Derajat BI dan OJK Berbeda
Sementara itu, Guru Besar Ilmu Hukum Tata Negara Universitas Andalas. Saldi Isra menyampaikan walaupun OJK dan BI berkedudukan sebagai lembaga negara, namun keduanya memiliki derajat kedudukan yang berbeda sebagai lembaga negara. Bank Indonesia merupakan lembaga yang dibentuk sebagai konsekuensi ketentuan Pasal 23D Undang-Undang Dasar Tahun. Dalam hal ini, lanjut Saldi, kehadiran bank sentral yang kemudian diberi nama Bank Indonesia merupakan mandat Undang-Undang Dasar Tahun 1945, artinya sumber norma yang menjadi dasar keberadaan Bank Indonesia adalah konstitusi atau Undang-Undang Dasar Tahun 1945.

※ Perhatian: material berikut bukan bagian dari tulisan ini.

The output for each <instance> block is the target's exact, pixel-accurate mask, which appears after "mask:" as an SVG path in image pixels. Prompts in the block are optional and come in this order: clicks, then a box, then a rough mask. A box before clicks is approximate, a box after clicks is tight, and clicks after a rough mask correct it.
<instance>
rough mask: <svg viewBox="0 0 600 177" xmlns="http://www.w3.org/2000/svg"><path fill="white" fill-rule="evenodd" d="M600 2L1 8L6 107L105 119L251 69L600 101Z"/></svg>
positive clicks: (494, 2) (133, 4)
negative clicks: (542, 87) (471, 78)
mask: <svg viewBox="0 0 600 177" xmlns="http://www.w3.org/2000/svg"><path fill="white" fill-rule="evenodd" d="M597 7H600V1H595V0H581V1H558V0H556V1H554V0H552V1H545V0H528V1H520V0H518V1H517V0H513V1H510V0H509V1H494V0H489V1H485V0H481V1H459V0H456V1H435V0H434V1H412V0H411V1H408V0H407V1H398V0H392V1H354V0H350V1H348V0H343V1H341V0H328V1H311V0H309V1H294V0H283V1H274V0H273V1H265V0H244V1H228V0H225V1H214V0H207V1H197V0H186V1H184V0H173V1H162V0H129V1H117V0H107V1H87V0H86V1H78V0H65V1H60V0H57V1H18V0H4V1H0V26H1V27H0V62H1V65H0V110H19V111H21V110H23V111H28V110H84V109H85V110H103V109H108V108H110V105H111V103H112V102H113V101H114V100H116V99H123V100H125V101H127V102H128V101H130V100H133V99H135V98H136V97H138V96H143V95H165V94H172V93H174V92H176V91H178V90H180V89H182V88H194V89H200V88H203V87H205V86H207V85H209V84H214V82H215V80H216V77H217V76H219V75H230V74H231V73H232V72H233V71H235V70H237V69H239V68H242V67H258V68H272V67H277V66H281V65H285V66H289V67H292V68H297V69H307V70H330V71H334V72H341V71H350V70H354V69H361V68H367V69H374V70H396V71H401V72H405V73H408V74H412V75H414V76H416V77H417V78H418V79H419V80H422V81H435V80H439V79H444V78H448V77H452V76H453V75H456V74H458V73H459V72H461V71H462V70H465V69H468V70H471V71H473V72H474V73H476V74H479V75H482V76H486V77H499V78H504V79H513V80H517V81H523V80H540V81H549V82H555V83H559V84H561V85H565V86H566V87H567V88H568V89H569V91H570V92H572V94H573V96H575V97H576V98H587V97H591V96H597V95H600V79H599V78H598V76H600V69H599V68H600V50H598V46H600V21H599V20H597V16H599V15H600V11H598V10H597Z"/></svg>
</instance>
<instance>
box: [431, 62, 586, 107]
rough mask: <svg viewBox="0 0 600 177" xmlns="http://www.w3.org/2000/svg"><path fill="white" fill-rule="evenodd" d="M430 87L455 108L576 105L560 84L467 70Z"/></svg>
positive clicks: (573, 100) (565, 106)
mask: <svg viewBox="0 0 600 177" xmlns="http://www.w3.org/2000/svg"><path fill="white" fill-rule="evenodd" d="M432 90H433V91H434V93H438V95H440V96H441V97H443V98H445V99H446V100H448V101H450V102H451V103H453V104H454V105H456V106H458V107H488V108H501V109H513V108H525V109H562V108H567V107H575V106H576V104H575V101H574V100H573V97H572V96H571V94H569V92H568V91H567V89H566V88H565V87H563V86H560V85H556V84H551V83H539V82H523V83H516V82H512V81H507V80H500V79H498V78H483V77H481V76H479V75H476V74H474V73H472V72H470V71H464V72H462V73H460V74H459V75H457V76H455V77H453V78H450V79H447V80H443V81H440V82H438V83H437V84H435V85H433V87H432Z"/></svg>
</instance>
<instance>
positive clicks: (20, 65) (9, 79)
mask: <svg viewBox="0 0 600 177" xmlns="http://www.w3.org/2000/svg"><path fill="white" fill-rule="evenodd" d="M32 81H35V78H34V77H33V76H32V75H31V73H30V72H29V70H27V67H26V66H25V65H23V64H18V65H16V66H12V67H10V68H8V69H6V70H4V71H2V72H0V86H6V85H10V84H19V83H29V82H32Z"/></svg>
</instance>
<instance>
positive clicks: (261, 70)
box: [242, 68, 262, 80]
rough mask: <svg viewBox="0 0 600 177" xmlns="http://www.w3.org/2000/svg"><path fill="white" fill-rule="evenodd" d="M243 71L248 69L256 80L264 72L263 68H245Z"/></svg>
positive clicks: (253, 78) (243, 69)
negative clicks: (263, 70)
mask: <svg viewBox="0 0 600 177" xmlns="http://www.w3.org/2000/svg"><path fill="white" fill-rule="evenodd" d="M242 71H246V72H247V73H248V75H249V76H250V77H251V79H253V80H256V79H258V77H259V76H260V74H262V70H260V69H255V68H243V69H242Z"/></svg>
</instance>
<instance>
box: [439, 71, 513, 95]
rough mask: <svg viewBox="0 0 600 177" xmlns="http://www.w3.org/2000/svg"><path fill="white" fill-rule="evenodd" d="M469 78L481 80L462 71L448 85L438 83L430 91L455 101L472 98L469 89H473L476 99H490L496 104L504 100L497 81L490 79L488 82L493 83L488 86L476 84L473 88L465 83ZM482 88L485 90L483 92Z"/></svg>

Sedangkan kehadiran OJK merupakan konsekuensi Pasal 34 ayat (1) Undang-Undang Nomor 23 Tahun 1999 yang telah diubah tentang Bank Indonesia. Perbedaan dasar hukum pembentukan BI dan OJK memiliki konsekuensi terhadap tidak samanya kekuatan keduanya. Hal ini karena dasar pembentukan BI berasal dari UUD 1945, maka lembaga ini tidak dapat dibubarkan hanya kebijakan pembentuk undang-undang. Jika hendak membubarkan BI atau bank sentral harus melalui perubahan konstitusi atau perubahan UUD 1945. Inilah yang menyebabkan keberadaan BI menjadi kuat, sementara kedudukan OJK tidak sekuat BI, sebab kekuatan lembaga ini hanya berbasis undang-undang.
“Perbedaan sumber norma pembentukkan dua lembaga tersebut tidak dapat dijadikan dasar penilaian konstitusionalitas atau tidaknya lembaga yang ada, sebab baik lembaga yang dibentuk karena perintah Undang-Undang Dasar Tahun 1945 maupun lembaga yang hadir karena perintah undang-undang sama-sama konstitusional sepanjang dibuat oleh lembaga yang berwenang dan sesuai dengan wewenang yang dimilikinya. Jadi perbedaan dasar hukum tidak menjadi alasan mempersoalkan konstitusionalitas sebab sebuah lembaga negara atau komisi negara,” jelasnya.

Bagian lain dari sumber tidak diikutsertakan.